Solidarietà di Dalessandro a Folino e D’Andrea

Il consigliere regionale del Pd esprime preoccupazione “per il clima di forte contrapposizione che si sta alimentando tra le forze politiche che compongono il parlamentino lucano”

“La recente polemica innescata da alcuni colleghi del Pdl, finalizzata a delegittimare
il ruolo del presidente del Consiglio regionale Vincenzo Folino e a mettere in discussione l'autorevolezza del prof. Giampaolo D'Andrea, chiamato a celebrare l'Unità d'Italia durante l'assise celebrativa del Consiglio regionale che si terrà nei prossimi giorni, è il sintomo di un malessere che anima soprattutto alcuni membri di quello schieramento politico, evidentemente consci di non riuscire a interpretare in maniera adeguata l'importante e costruttivo ruolo assegnato all'opposizione”. È quanto dichiara il consigliere regionale del Pd Giuseppe Dalessandro, che esprime preoccupazione “per il clima di forte contrapposizione che si sta alimentando tra le forze politiche che compongono il parlamentino lucano”.

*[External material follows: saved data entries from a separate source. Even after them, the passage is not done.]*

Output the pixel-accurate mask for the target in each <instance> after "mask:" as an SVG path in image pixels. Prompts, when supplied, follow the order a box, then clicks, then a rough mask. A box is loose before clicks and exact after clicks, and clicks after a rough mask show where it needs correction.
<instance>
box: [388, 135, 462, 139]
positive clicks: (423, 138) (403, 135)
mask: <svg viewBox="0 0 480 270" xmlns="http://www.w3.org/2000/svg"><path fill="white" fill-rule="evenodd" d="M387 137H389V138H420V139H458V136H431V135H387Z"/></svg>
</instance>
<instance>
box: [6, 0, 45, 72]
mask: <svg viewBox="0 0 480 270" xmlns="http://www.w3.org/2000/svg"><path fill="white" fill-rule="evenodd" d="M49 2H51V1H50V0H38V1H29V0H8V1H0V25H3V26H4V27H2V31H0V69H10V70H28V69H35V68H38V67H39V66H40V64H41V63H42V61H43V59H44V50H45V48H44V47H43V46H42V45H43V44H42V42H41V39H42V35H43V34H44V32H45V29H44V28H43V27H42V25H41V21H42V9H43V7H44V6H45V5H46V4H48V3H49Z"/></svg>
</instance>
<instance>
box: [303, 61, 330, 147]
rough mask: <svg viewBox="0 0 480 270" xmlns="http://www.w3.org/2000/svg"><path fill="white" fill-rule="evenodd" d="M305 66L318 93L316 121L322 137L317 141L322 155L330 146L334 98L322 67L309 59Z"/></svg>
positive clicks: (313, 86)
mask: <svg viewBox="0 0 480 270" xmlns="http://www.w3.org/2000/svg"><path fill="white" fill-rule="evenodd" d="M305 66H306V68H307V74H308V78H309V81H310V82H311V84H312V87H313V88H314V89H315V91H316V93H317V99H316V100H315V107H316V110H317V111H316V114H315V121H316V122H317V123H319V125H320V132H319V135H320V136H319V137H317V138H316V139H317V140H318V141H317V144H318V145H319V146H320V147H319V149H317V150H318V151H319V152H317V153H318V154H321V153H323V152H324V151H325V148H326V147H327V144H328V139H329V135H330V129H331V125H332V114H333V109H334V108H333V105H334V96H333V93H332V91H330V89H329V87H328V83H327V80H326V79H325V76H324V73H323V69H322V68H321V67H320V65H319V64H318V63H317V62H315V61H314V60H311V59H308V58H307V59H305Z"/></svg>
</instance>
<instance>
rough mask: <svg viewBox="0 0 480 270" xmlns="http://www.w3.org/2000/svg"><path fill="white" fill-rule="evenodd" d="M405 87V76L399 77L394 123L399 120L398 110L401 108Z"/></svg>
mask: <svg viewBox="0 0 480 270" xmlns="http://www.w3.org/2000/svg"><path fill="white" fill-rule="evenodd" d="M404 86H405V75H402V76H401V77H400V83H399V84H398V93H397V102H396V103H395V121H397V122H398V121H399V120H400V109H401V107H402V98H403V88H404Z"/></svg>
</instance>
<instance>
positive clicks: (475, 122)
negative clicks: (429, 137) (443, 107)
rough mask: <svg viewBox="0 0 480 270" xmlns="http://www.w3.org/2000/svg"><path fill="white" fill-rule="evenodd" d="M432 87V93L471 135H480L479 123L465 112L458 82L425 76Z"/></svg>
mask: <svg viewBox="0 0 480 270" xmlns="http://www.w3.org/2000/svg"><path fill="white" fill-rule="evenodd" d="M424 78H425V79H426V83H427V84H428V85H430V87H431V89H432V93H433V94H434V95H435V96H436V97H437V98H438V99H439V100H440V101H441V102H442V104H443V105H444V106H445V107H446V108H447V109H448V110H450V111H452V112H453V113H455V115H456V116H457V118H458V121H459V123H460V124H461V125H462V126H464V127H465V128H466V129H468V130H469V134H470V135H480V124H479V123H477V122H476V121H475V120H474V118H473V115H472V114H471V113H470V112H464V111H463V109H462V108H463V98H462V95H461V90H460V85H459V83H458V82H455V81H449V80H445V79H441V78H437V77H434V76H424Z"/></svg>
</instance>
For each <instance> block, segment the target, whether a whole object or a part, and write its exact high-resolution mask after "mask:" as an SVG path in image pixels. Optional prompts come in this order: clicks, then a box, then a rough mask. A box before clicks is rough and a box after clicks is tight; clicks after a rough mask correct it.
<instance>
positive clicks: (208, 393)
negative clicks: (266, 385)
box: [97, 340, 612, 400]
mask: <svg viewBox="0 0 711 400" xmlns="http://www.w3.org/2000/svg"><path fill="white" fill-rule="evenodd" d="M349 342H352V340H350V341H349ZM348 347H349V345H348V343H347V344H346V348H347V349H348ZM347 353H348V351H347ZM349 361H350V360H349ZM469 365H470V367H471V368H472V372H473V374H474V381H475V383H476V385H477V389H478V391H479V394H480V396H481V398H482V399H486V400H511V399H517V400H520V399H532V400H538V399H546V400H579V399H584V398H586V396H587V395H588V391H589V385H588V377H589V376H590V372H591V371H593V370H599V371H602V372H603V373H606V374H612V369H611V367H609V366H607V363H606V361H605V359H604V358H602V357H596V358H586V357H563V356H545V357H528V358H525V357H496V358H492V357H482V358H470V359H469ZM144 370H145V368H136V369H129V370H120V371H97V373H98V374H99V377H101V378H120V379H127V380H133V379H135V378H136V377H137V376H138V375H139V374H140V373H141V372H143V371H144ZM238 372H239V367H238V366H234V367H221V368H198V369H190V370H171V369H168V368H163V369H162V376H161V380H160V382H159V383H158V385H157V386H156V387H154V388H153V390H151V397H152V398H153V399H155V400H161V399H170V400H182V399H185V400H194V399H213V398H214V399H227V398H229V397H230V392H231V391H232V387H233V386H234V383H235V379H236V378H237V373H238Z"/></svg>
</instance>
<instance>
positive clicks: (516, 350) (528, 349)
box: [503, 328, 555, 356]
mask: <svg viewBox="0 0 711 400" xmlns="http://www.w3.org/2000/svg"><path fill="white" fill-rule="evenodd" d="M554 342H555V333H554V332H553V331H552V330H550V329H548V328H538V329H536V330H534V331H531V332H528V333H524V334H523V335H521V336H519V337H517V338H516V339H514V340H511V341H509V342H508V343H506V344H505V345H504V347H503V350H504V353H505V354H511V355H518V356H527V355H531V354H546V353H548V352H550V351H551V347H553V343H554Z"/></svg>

“I toni e l'animosità degli interventi dimostrano che la celebrazione dell'importante ricorrenza è stata solo l'occasione per far emergere incubi mai sopiti di un patologico anticomunismo che evidentemente crea insonnia e induce ad atteggiamenti irriguardosi e irrispettosi dei ruoli e delle persone – afferma Dalessandro – ma io credo che commetteremmo un grave errore se ci distraessimo dai reali problemi che la nostra regione sta vivendo. Andrebbe raccolto l'invito del collega Michele Napoli, che ha invitato il Pdl lucano a saper sfidare la maggioranza sul piano delle proposte e del confronto. Probabilmente scopriremmo un senso di appartenenza nuovo che farebbe davvero grande questa nostra piccola regione che non ha certo bisogno dei toni alti e delle invettive. Il capogruppo del Pd Vincenzo Viti, che è stato tra i primi ad intervenire sullo spiacevole incidente istituzionale, ha colto nel segno, ed è riuscito a tracciare l'itinerario lungo il quale dovrà svilupparsi l'iniziativa politica del centrosinistra, che non può che essere quella del perseguimento di quegli obiettivi comuni utili a traghettare la comunità lucana fuori dalla crisi e a precostituire nuove basi di crescita e di sviluppo e, soprattutto di coesione”.

“Il profilo etico e morale, ma anche culturale e politico del prof. Giampaolo D'Andrea non può essere messo in discussione, perché è indubbio – ha concluso Dalessandro – che è proprio quella tradizione storica da cui proviene D'Andrea ad aver contribuito a realizzare quell'Unità che si vorrebbe festeggiare e che vorremmo fosse l'Unità di tutti, anche di quelle forze politiche con le quali è d'obbligo perseguire obiettivi comuni e condivisi. A Vincenzo Folino, che esercita il ruolo di presidente del Consiglio regionale avendo alto il senso delle istituzioni, va riconosciuta l'onesta politica e intellettuale con la quale assolve egregiamente ad una funzione che, mai come in questo momento, impone rispetto, rigore e senso di responsabilità. È di questa politica che si avverte il bisogno non certo di intolleranza e di appellativi irriguardosi, che sono irrispettosi anche di coloro che li utilizzano”.